REPUBLIKA.CO.ID, BOGOR -- Sistem Informasi Pemantauan Tanaman Pertanian (Si Mantap) menjadi salah satu upaya Kementerian Pertanian (Kementan) menghadapi perubahan iklim yang terjadi. Perubahan iklim sudah, sedang dan akan terus terjadi.
"Untuk itu perlu diperhatikan perubahan iklim ini," ujar Kepala Balai Besar Litbang Sumberdaya Lahan Pertanian (BBSDLP) Dedi Nursyamsi saat ditemui usai peluncuran Si Mantap di Auditorium Badan Penelitian dan Pengembangan Bogor, Selasa (21/11).
Ia menjelaskan, Si Mantap menggunakan model standing crop yang dikembangkan sejak 1997 dan masih dikembangkan hingga saat ini untuk tanaman padi dan komoditas lainnya seperti jagung, tebu, kelapa sawit, bawang merah, cabe, dan lainnya
Pengembangan Si Mantap dihasilkan dari kerja sama baik dengan institusi nasional maupun internasional yakni LAPAN, BPPT, IPB, JAXA Jepang, CSA (Kanada) dan NASA Amerika Serikat (AS).
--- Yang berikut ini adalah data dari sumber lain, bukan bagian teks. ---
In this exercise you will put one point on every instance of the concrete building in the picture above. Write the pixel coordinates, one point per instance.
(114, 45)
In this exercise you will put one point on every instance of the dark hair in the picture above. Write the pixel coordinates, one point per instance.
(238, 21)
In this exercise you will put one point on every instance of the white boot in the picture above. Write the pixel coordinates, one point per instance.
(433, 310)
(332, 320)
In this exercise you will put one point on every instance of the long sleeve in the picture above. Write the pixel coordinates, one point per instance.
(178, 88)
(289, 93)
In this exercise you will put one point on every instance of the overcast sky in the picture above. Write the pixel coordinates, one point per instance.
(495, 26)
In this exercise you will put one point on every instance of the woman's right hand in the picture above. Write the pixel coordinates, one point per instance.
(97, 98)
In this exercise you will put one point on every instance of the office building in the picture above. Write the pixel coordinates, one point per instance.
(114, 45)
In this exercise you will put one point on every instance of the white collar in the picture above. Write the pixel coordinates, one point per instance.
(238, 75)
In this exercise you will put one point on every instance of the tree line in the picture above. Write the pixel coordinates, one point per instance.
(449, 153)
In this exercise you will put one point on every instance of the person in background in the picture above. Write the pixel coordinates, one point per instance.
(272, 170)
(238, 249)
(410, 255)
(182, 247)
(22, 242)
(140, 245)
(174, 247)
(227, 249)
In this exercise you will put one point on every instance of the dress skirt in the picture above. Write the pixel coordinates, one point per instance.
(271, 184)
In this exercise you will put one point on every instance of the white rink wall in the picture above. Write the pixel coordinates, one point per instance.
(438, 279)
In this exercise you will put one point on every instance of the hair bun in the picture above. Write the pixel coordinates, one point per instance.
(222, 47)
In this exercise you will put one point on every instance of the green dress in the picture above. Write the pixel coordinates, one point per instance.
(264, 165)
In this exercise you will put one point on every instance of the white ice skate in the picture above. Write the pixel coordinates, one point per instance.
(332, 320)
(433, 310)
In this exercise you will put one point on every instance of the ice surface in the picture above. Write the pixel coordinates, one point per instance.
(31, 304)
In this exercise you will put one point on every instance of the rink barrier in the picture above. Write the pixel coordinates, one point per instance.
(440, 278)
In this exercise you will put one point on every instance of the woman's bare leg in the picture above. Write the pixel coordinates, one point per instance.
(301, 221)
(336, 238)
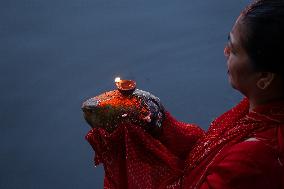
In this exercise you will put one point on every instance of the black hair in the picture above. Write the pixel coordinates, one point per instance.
(264, 35)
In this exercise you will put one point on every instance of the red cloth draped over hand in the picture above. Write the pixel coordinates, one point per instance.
(240, 150)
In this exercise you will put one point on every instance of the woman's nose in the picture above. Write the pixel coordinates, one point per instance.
(226, 51)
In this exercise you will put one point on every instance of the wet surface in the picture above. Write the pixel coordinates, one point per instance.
(56, 54)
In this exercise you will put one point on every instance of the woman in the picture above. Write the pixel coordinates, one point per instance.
(243, 148)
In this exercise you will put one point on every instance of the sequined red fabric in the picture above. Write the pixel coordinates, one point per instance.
(241, 149)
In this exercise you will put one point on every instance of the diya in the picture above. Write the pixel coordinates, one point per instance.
(126, 104)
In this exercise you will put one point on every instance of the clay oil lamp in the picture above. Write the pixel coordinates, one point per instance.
(125, 87)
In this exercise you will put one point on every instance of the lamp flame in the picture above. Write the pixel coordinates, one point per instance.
(117, 79)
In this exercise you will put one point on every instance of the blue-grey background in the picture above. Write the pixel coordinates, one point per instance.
(55, 54)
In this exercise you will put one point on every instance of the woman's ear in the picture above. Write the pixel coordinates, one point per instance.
(265, 79)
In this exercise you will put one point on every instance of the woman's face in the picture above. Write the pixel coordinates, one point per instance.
(240, 70)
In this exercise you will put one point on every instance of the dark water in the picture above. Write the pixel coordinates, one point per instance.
(54, 54)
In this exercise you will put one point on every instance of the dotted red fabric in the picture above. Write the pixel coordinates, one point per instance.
(186, 157)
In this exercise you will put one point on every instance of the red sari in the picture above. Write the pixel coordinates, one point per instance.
(241, 149)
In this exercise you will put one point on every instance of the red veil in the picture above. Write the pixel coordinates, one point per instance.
(241, 149)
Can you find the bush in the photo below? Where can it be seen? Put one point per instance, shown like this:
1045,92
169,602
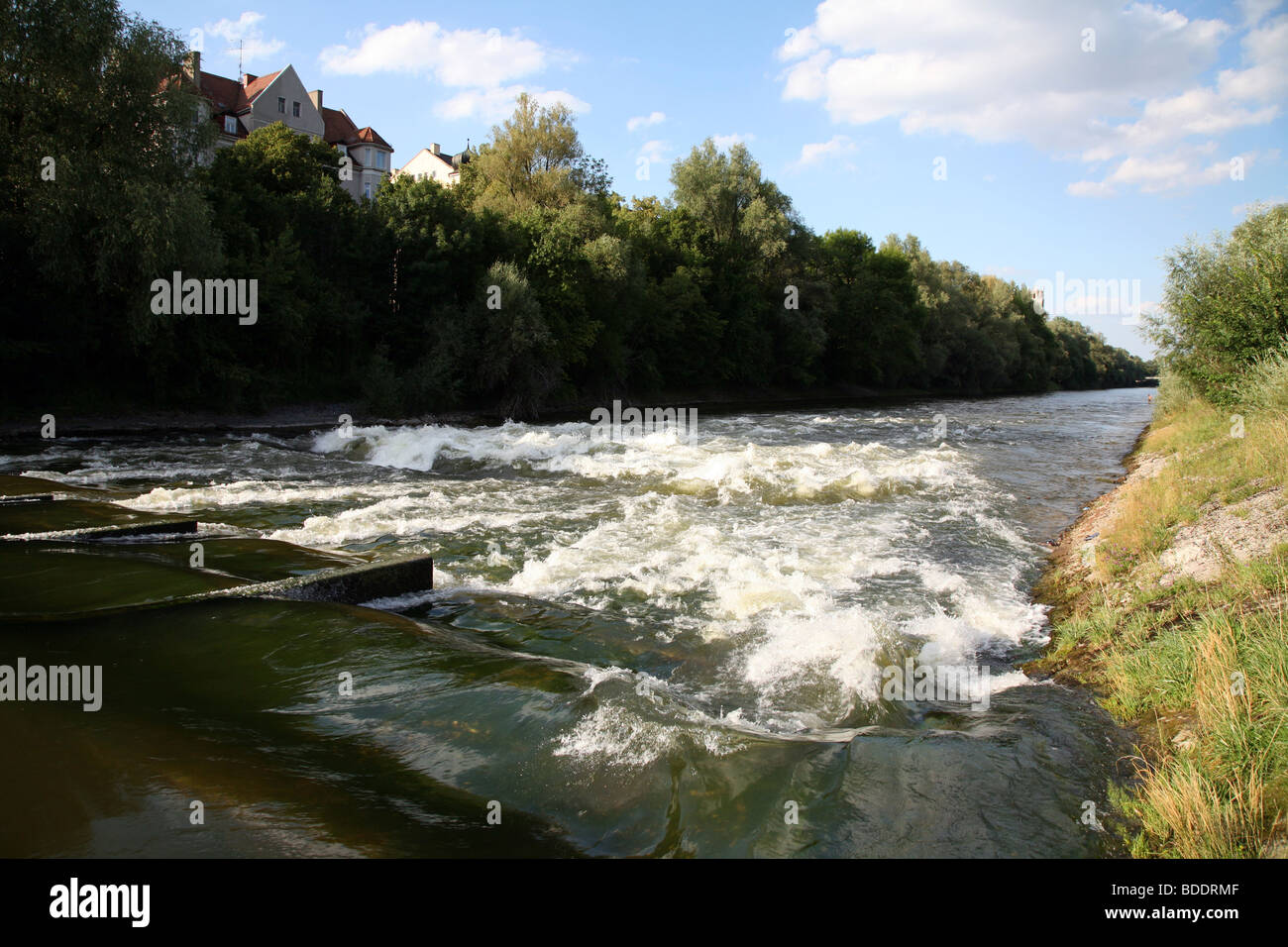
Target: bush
1225,304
Pada 2014, ia melanjutkan, standing crop baru digunakan secara operasional oleh Balitbangtan untuk mendukung Upaya Khusus (UPSUS) swasembada pangan.
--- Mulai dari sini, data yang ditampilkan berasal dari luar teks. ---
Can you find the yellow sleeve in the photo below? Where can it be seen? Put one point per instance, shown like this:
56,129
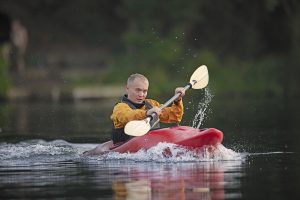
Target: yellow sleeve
171,114
122,114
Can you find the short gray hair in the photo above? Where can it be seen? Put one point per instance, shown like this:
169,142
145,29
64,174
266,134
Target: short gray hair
132,77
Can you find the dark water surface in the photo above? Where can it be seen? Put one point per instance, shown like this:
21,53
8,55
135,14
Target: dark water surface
41,144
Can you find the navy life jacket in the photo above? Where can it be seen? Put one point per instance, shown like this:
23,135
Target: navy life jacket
118,134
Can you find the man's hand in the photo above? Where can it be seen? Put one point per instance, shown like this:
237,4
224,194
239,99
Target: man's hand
155,109
181,91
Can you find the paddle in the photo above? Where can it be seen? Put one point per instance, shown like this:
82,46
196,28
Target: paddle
198,80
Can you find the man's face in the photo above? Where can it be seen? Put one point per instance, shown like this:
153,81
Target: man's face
137,90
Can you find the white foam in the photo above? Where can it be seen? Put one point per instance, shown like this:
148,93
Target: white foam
166,152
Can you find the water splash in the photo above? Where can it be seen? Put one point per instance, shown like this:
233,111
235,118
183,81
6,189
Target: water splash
201,109
166,152
36,152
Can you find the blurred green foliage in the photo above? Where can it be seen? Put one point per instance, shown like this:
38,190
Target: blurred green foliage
248,46
5,79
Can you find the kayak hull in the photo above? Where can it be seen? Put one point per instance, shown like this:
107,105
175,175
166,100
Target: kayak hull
181,135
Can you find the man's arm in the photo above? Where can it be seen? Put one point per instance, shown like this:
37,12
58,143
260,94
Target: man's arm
122,114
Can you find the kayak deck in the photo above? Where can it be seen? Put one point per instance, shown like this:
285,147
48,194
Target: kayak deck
180,135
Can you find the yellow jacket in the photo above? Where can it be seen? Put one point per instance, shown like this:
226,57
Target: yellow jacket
122,113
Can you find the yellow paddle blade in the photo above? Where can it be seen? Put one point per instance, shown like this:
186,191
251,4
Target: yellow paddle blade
137,127
199,79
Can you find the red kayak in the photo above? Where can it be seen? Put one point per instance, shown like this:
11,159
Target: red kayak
180,135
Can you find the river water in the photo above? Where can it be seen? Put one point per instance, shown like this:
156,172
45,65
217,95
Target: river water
41,146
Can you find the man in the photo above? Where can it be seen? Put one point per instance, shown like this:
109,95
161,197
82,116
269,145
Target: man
135,106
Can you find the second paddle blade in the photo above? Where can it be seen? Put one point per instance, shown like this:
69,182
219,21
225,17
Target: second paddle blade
199,79
137,127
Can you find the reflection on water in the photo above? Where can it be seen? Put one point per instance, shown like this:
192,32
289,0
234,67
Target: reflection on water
39,169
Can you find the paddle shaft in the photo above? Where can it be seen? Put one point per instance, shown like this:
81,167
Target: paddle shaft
188,86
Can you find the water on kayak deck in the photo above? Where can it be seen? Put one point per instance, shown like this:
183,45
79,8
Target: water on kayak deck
41,146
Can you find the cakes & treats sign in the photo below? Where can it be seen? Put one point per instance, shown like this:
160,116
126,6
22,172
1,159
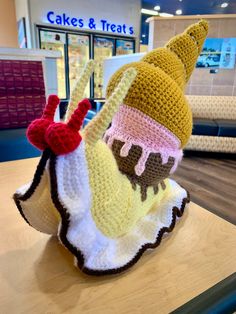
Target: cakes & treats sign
91,23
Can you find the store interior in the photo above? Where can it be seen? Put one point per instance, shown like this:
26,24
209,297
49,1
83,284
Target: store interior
84,50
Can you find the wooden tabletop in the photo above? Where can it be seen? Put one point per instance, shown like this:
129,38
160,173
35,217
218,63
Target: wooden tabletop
37,274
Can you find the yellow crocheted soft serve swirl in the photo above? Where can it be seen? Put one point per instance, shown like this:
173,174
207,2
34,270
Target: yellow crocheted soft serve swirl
161,77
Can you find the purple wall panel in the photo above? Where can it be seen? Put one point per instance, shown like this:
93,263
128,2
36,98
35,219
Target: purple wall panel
22,92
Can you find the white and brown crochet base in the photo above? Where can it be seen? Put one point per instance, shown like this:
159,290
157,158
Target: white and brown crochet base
47,208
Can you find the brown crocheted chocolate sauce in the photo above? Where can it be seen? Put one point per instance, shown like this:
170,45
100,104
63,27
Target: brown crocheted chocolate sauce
155,172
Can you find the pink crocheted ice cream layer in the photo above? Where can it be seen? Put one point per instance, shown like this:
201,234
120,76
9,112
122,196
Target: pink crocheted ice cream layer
133,127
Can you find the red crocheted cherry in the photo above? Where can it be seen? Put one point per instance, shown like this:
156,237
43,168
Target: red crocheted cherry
37,128
64,138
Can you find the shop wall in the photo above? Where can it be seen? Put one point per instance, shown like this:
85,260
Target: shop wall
202,82
8,25
22,11
116,12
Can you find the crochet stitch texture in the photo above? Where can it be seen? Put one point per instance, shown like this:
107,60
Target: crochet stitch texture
110,200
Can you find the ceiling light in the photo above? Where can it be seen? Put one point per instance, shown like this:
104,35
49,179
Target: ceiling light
149,12
224,5
164,14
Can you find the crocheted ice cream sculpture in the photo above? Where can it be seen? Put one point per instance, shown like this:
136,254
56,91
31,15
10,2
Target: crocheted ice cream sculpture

Dengan semakin berkembangnya data penginderaan jauh dan kemudahan memperoleh datanya, Si Mantap diyakini Dedi semakin menarik dengan potensi pemanfaatannya untuk membantu pengambil keputusan, baik pemerintah, industri, maupun asuransi dalam melindungi petani.
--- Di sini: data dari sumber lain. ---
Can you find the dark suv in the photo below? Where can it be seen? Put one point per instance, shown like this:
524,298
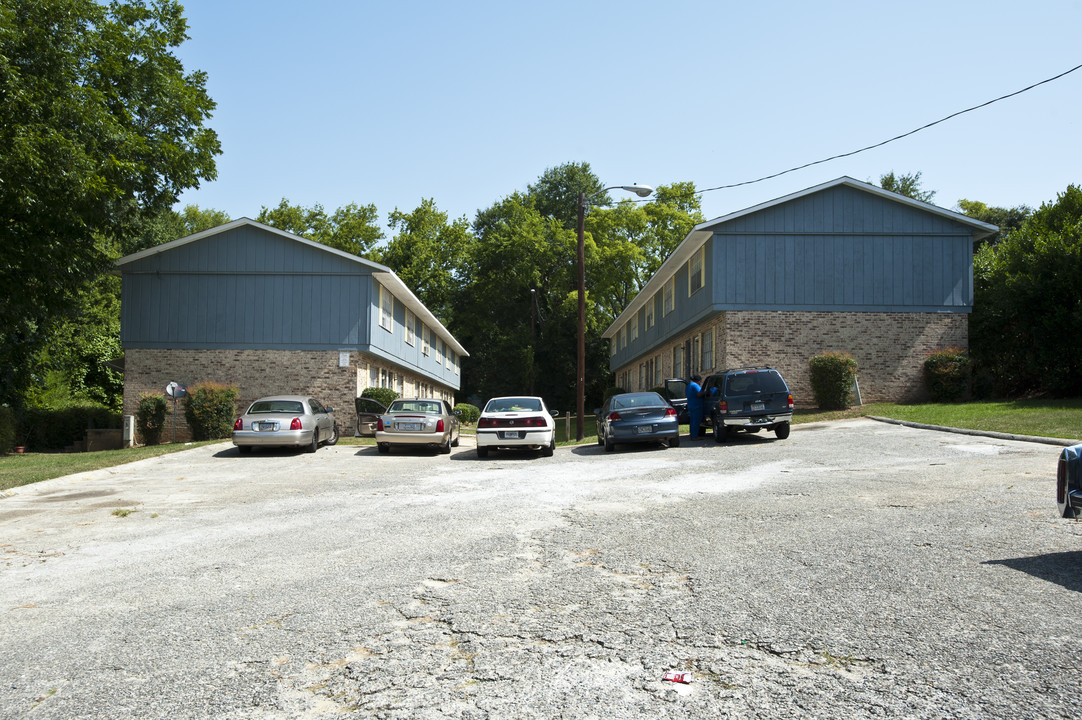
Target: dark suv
747,398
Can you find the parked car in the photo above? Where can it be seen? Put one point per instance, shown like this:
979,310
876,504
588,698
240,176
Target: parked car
424,421
516,422
748,398
285,421
644,417
676,393
368,414
1069,482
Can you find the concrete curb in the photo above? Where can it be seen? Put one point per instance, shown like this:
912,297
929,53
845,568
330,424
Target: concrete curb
984,433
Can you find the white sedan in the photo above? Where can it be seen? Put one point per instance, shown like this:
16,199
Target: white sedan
516,422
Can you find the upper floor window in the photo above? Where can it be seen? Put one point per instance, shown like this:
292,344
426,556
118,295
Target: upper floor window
386,309
695,271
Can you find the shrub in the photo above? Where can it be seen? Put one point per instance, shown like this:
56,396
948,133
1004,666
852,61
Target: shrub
150,418
210,409
832,375
467,413
382,395
947,375
7,429
56,428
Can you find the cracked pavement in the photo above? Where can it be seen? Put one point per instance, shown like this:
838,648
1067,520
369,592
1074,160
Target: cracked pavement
856,570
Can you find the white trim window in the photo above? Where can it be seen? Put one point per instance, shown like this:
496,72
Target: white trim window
386,310
695,271
410,329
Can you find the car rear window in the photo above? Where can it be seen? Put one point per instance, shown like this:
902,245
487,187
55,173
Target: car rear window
759,381
637,400
513,405
414,406
287,406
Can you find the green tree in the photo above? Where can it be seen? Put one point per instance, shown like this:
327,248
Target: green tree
908,185
1006,220
353,227
628,244
426,252
100,128
1026,329
513,312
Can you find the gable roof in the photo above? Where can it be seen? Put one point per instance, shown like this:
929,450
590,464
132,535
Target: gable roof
382,273
704,231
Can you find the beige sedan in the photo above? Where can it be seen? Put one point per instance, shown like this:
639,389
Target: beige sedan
425,421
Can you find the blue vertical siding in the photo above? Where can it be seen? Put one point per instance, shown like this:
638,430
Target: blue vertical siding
249,288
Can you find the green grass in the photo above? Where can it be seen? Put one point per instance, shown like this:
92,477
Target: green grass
17,470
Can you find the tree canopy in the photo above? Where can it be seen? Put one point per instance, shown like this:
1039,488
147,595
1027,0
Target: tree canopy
908,185
100,128
1026,330
353,227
"Integrasi Si Mantap dengan data iklim dapat membantu dalam pengelolaan di bidang pertanian dalam upaya mengantisipasi perubahan iklim," ujarnya.
Menurutnya, salah satu ancaman serius sektor pertanian, khususnya pencapaian swasembada pangan bahkan cita-cita Indonesia Menuju Lumbung Pangan Dunia 2045 adalah perubahan iklim, termasuk kejadian iklim ekstrem.
Terkait perubahan iklim, pihaknya dalam hal ini Kementerian Pertanian akan membangun konsorsium sebagai strategi antisipasi dan mitigasi terhadap perubahan iklim.
"Tahun depan kita akan bangun konsorsium litbang perubahan iklim. Bukan hanya Kementan tapi semua pihak lain baik kementerian atau lembaga maupun swasta," kata dia.